Comment il fonctionne
Un chauffe-eau thermodynamique est un ballon d’eau chaude surmonté d’une petite pompe à chaleur. Celle-ci prélève les calories présentes dans l’air, les comprime pour élever leur température et les cède à l’eau du ballon. Là où un ballon électrique classique consomme 1 kWh pour produire 1 kWh de chaleur, le thermodynamique en produit trois pour la même consommation.
Une résistance électrique d’appoint prend le relais lorsque l’air devient trop froid ou que le soutirage est important. Elle est normale et doit rester marginale : si elle se déclenche en permanence, c’est le signe d’un dimensionnement ou d’un réglage à revoir.
Air ambiant ou air extérieur : le choix décisif
Le modèle sur air ambiant puise dans un local non chauffé. C’est la version la plus courante et la moins chère, à condition de disposer d’un volume suffisant, en général 20 m³. Elle refroidit et déshumidifie le local, ce qui est plutôt un bénéfice dans une cave ou une buanderie humide.
Le modèle sur air extérieur est raccordé par des gaines à l’air du dehors. Il ne dépend plus du volume disponible et peut donc se poser dans un cellier, mais son rendement baisse quand la température extérieure chute, et l’installation suppose deux percements de mur soignés.
Il existe enfin des versions sur air extrait, raccordées à la VMC, réservées aux logements équipés d’une ventilation compatible.
Le dimensionnement du ballon
Un ballon trop petit vous laisse sans eau chaude en fin de journée et sollicite la résistance ; trop grand, il maintient en température un volume que vous n’utilisez pas. On compte en pratique 150 à 200 litres pour deux à trois personnes, 200 à 270 litres pour quatre à cinq, au-delà pour les foyers plus nombreux ou les logements avec baignoire très sollicitée.
Le temps de chauffe entre aussi en jeu : la remontée en température est plus lente que sur un ballon électrique. C’est sans conséquence si l’appareil est correctement dimensionné, pénible s’il est juste.
Aides et conditions
Le chauffe-eau thermodynamique reste éligible aux Certificats d’économie d’énergie et, selon les revenus du foyer, à MaPrimeRénov’. La TVA à 5,5 % s’applique dans les logements achevés depuis plus de deux ans. Comme pour tous les dispositifs, l’aide est conditionnée à une pose par une entreprise qualifiée RGE, et le devis doit être signé après l’accord de subvention, jamais avant.
Le coefficient de performance (COP) annoncé doit être mesuré selon la norme EN 16147, avec le profil de soutirage indiqué. Deux appareils affichant « COP 3,5 » ne sont pas comparables si l’un est mesuré à 7 °C sur air extérieur et l’autre à 20 °C sur air ambiant : demandez la condition de mesure.
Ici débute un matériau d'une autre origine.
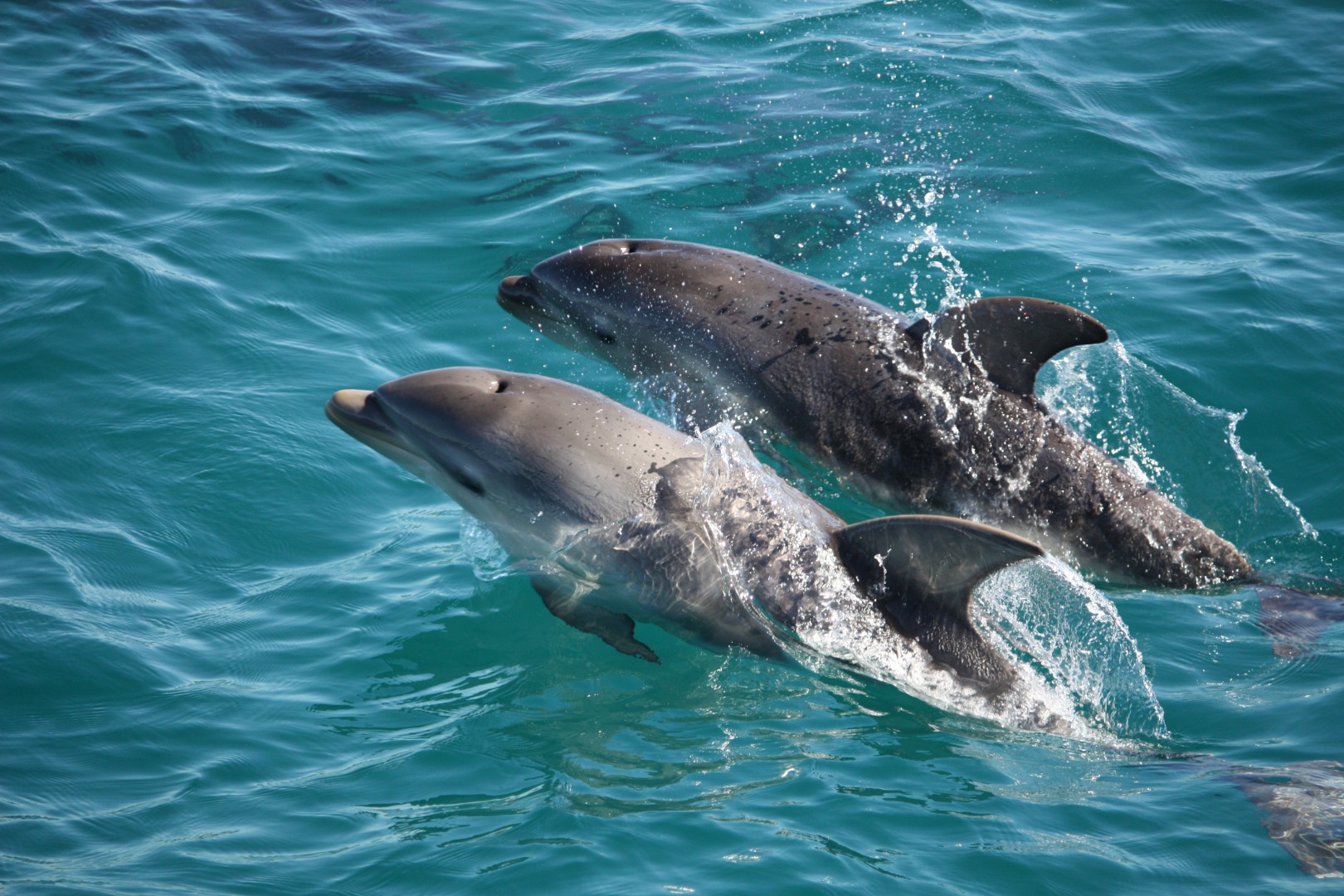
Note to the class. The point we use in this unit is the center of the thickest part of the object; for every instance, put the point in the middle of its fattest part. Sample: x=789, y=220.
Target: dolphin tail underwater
x=600, y=504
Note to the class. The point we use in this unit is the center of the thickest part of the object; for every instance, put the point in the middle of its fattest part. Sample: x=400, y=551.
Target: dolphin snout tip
x=347, y=405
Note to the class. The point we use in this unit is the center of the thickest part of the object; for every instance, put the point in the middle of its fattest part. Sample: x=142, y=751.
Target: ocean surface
x=241, y=653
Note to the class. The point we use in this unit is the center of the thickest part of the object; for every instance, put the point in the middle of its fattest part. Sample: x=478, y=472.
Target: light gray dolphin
x=611, y=511
x=941, y=412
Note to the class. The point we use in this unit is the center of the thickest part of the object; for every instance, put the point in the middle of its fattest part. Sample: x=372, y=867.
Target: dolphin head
x=533, y=457
x=639, y=304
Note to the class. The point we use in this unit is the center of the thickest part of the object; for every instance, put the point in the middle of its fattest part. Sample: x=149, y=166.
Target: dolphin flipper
x=1014, y=336
x=565, y=602
x=921, y=571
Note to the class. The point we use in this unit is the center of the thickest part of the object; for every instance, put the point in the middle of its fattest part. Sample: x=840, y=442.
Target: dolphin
x=611, y=514
x=936, y=412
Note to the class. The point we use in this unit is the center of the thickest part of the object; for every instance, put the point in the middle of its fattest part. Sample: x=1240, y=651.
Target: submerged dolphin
x=938, y=412
x=608, y=507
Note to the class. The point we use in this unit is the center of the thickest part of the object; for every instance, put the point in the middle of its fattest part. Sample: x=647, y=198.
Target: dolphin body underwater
x=611, y=512
x=937, y=412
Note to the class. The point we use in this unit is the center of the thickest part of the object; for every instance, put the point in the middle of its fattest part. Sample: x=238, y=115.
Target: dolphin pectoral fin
x=1014, y=336
x=921, y=571
x=565, y=602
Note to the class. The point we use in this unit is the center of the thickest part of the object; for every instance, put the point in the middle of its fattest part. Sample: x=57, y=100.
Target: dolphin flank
x=605, y=508
x=937, y=412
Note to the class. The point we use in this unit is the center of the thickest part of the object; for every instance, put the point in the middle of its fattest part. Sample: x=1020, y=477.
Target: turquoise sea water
x=241, y=653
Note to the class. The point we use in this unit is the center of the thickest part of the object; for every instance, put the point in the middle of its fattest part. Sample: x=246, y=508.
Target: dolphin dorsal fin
x=921, y=570
x=1012, y=336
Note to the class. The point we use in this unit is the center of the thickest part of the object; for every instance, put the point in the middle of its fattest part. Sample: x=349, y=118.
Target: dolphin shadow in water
x=1304, y=811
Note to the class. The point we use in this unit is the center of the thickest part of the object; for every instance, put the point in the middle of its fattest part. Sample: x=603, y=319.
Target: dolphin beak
x=519, y=297
x=359, y=412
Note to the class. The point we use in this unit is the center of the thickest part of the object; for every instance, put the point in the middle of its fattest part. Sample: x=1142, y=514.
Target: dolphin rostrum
x=938, y=412
x=616, y=519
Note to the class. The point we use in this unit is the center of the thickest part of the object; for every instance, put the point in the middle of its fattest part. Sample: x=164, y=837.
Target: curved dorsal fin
x=1012, y=336
x=921, y=571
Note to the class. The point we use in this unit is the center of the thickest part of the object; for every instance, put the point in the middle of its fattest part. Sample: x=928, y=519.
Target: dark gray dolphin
x=611, y=511
x=937, y=412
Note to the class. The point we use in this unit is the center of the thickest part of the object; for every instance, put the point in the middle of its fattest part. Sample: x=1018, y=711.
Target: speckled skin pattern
x=906, y=410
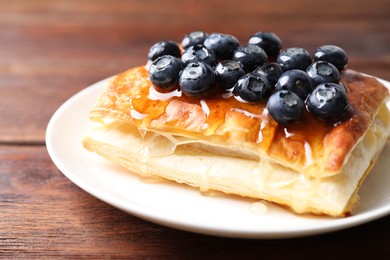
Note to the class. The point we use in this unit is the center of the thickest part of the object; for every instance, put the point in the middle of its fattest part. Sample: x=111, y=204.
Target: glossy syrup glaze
x=221, y=118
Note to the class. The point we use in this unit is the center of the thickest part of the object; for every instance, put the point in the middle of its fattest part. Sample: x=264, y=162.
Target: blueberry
x=285, y=107
x=250, y=56
x=196, y=79
x=199, y=53
x=228, y=72
x=268, y=41
x=252, y=88
x=271, y=71
x=164, y=72
x=193, y=38
x=333, y=54
x=294, y=58
x=327, y=101
x=323, y=72
x=223, y=45
x=296, y=81
x=163, y=48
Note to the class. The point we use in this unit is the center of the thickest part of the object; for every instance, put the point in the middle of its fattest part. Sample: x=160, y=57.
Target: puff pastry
x=222, y=144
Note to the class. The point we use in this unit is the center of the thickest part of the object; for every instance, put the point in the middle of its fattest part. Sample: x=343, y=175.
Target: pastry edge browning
x=337, y=144
x=110, y=142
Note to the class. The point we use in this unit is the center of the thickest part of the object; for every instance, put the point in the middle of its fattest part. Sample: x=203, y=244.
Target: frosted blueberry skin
x=250, y=56
x=199, y=53
x=196, y=79
x=164, y=48
x=227, y=73
x=327, y=101
x=323, y=72
x=294, y=58
x=268, y=41
x=332, y=54
x=272, y=71
x=252, y=88
x=285, y=107
x=164, y=72
x=223, y=45
x=296, y=81
x=193, y=38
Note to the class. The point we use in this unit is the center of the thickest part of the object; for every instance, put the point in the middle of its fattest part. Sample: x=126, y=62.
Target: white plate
x=184, y=208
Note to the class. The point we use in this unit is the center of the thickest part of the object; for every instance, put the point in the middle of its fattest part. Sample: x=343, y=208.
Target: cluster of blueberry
x=295, y=81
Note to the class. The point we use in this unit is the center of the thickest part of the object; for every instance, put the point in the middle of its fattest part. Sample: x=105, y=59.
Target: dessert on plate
x=250, y=119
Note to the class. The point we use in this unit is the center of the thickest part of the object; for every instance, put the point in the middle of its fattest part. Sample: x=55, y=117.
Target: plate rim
x=142, y=212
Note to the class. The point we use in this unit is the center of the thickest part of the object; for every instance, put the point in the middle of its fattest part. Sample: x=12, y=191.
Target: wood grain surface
x=49, y=50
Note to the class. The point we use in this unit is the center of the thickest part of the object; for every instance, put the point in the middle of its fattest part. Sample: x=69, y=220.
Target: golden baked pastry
x=219, y=143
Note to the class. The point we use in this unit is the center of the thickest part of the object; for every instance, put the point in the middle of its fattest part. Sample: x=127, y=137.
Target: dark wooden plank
x=43, y=214
x=51, y=49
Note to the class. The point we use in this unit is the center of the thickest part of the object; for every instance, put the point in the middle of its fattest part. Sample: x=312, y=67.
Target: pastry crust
x=222, y=144
x=316, y=148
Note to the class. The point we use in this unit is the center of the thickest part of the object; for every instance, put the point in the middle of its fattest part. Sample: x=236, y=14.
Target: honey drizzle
x=305, y=136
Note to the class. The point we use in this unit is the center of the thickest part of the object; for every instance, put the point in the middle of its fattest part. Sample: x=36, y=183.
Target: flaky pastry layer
x=190, y=161
x=313, y=147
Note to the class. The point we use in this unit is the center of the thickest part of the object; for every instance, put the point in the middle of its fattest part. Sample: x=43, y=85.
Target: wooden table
x=50, y=50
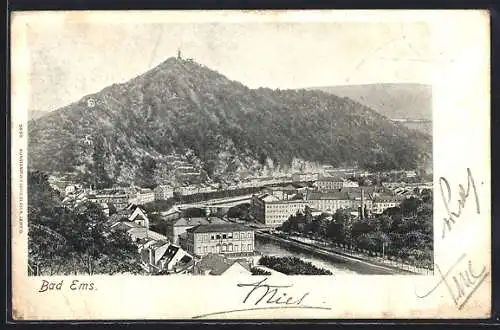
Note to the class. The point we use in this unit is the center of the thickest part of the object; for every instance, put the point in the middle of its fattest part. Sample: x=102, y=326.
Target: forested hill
x=184, y=107
x=395, y=101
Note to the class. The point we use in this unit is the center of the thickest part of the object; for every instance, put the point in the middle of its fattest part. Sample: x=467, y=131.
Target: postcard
x=289, y=164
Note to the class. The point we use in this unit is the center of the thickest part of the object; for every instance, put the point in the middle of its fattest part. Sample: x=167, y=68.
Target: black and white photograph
x=204, y=149
x=157, y=152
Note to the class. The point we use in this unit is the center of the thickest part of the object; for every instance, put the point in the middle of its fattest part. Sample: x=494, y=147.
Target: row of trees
x=63, y=241
x=403, y=232
x=292, y=266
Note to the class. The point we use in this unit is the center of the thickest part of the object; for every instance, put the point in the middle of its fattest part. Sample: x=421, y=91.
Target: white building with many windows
x=229, y=239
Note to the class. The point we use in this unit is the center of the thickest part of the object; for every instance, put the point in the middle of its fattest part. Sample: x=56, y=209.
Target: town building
x=383, y=202
x=230, y=239
x=177, y=227
x=272, y=211
x=139, y=217
x=334, y=200
x=143, y=196
x=216, y=264
x=298, y=177
x=334, y=183
x=118, y=198
x=329, y=183
x=138, y=234
x=161, y=256
x=283, y=193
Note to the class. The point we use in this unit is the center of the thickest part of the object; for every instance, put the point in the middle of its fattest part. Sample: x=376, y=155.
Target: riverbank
x=356, y=264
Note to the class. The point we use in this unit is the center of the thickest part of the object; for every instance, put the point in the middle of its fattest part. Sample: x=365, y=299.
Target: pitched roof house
x=216, y=264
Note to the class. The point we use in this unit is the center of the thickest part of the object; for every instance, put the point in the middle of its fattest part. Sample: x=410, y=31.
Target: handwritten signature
x=463, y=195
x=268, y=296
x=461, y=281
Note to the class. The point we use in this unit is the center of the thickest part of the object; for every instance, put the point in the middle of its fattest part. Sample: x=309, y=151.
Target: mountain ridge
x=181, y=106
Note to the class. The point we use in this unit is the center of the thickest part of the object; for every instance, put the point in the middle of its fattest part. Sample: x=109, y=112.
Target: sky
x=79, y=57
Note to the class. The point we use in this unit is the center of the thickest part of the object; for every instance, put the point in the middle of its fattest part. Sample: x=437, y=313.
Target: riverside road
x=341, y=263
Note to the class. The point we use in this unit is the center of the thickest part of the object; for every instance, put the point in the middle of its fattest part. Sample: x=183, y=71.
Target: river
x=273, y=248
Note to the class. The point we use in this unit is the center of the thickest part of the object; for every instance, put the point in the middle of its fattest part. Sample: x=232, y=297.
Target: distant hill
x=186, y=108
x=395, y=101
x=35, y=114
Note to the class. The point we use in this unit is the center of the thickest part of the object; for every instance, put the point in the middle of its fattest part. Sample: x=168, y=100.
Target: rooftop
x=219, y=227
x=182, y=222
x=217, y=264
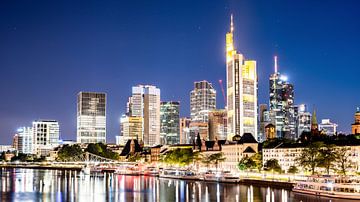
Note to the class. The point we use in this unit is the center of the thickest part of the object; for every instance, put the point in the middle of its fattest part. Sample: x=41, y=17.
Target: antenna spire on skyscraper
x=231, y=23
x=275, y=63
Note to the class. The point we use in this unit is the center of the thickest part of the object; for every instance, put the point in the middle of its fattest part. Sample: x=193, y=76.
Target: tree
x=310, y=156
x=246, y=163
x=327, y=157
x=101, y=149
x=68, y=151
x=293, y=170
x=272, y=164
x=342, y=159
x=180, y=156
x=217, y=158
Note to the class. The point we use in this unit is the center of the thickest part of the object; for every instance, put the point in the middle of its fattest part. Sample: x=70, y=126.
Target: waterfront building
x=303, y=121
x=282, y=105
x=217, y=124
x=16, y=142
x=201, y=128
x=241, y=85
x=131, y=127
x=238, y=148
x=314, y=124
x=264, y=120
x=145, y=103
x=202, y=100
x=170, y=122
x=286, y=156
x=355, y=127
x=185, y=130
x=46, y=134
x=327, y=127
x=91, y=117
x=25, y=140
x=270, y=131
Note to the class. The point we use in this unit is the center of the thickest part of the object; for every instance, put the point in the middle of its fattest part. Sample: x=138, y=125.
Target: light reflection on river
x=55, y=185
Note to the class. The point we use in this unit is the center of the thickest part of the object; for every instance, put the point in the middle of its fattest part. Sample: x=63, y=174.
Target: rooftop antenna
x=275, y=63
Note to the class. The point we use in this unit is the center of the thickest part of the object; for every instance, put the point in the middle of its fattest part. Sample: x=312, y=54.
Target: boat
x=86, y=170
x=340, y=187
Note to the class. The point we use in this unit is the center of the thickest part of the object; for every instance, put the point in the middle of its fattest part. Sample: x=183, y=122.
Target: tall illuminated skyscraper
x=241, y=84
x=91, y=117
x=202, y=100
x=170, y=121
x=145, y=103
x=282, y=111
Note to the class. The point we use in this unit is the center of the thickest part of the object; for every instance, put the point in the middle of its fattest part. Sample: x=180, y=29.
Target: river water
x=60, y=185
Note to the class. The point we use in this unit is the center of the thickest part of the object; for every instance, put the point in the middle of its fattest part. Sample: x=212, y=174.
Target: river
x=63, y=185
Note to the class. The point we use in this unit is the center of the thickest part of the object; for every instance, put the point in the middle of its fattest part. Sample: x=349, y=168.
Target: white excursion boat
x=330, y=186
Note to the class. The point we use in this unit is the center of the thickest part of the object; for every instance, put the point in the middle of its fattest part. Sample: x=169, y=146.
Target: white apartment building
x=91, y=117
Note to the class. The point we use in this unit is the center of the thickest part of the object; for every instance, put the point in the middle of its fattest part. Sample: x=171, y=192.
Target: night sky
x=51, y=50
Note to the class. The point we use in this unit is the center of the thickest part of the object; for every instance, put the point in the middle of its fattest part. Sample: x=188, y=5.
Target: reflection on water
x=55, y=185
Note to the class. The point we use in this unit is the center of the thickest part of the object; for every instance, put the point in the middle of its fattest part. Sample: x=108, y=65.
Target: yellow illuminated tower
x=241, y=84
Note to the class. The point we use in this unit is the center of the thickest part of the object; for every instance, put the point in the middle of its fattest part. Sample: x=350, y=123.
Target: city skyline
x=60, y=102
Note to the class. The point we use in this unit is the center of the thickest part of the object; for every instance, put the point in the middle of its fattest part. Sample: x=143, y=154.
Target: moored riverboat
x=330, y=186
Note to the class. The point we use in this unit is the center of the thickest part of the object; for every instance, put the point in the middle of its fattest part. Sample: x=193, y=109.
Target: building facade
x=217, y=124
x=355, y=127
x=46, y=134
x=145, y=103
x=281, y=106
x=25, y=140
x=91, y=117
x=185, y=130
x=170, y=122
x=131, y=127
x=241, y=85
x=303, y=121
x=202, y=100
x=327, y=127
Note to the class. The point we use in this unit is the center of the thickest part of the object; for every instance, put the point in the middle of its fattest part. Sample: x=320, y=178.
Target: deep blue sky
x=51, y=50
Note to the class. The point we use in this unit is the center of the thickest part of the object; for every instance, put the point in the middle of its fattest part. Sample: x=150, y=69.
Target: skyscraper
x=202, y=100
x=282, y=104
x=170, y=121
x=328, y=127
x=131, y=128
x=185, y=130
x=46, y=134
x=355, y=127
x=241, y=84
x=91, y=117
x=217, y=124
x=303, y=121
x=25, y=140
x=145, y=103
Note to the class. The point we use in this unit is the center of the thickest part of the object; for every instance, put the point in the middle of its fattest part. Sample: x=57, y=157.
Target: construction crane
x=222, y=90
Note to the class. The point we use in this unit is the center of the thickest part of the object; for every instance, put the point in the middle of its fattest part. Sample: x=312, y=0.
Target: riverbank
x=245, y=181
x=44, y=167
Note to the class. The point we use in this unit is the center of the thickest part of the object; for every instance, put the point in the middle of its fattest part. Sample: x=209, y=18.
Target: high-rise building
x=185, y=130
x=282, y=105
x=314, y=123
x=46, y=134
x=355, y=127
x=131, y=127
x=217, y=124
x=145, y=103
x=202, y=100
x=25, y=140
x=303, y=120
x=241, y=84
x=170, y=122
x=327, y=127
x=91, y=117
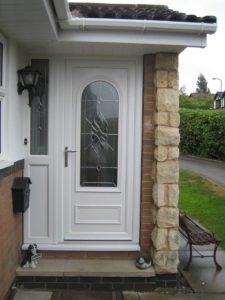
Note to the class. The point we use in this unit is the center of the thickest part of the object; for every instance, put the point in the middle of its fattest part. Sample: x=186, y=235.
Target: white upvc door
x=102, y=157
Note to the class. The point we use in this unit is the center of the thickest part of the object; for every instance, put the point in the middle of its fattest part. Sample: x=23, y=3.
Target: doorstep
x=92, y=274
x=86, y=267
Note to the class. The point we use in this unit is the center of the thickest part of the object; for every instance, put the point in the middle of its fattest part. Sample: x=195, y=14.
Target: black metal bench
x=195, y=234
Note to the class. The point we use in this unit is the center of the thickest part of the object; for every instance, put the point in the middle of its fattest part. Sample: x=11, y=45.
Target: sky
x=209, y=61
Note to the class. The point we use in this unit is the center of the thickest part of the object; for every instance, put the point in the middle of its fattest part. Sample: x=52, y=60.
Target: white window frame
x=3, y=96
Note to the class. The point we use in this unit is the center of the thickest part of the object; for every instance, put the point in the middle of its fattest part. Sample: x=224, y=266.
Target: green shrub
x=203, y=133
x=196, y=103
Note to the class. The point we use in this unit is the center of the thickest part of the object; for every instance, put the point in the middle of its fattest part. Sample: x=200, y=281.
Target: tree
x=202, y=84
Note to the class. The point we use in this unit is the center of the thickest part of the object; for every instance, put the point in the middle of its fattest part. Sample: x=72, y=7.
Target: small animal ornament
x=31, y=257
x=143, y=262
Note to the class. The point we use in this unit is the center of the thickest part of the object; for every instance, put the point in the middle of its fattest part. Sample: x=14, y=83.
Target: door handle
x=66, y=151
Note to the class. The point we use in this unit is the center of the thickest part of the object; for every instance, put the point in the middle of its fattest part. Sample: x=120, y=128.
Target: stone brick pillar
x=166, y=169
Ce qu’un bon devis contient
La référence exacte du modèle et son volume, le type de captage retenu (ambiant, extérieur, air extrait), le local d’implantation, l’évacuation des condensats, le traitement de l’eau si votre réseau est calcaire, la dépose et l’évacuation de l’ancien ballon, et la mise en service avec réglage des plages horaires.
Ce dernier point est souvent négligé alors qu’il pèse directement sur la facture : programmer la chauffe en heures creuses, ou sur les heures d’ensoleillement si vous avez du photovoltaïque, change le coût réel de l’eau chaude sans toucher au matériel.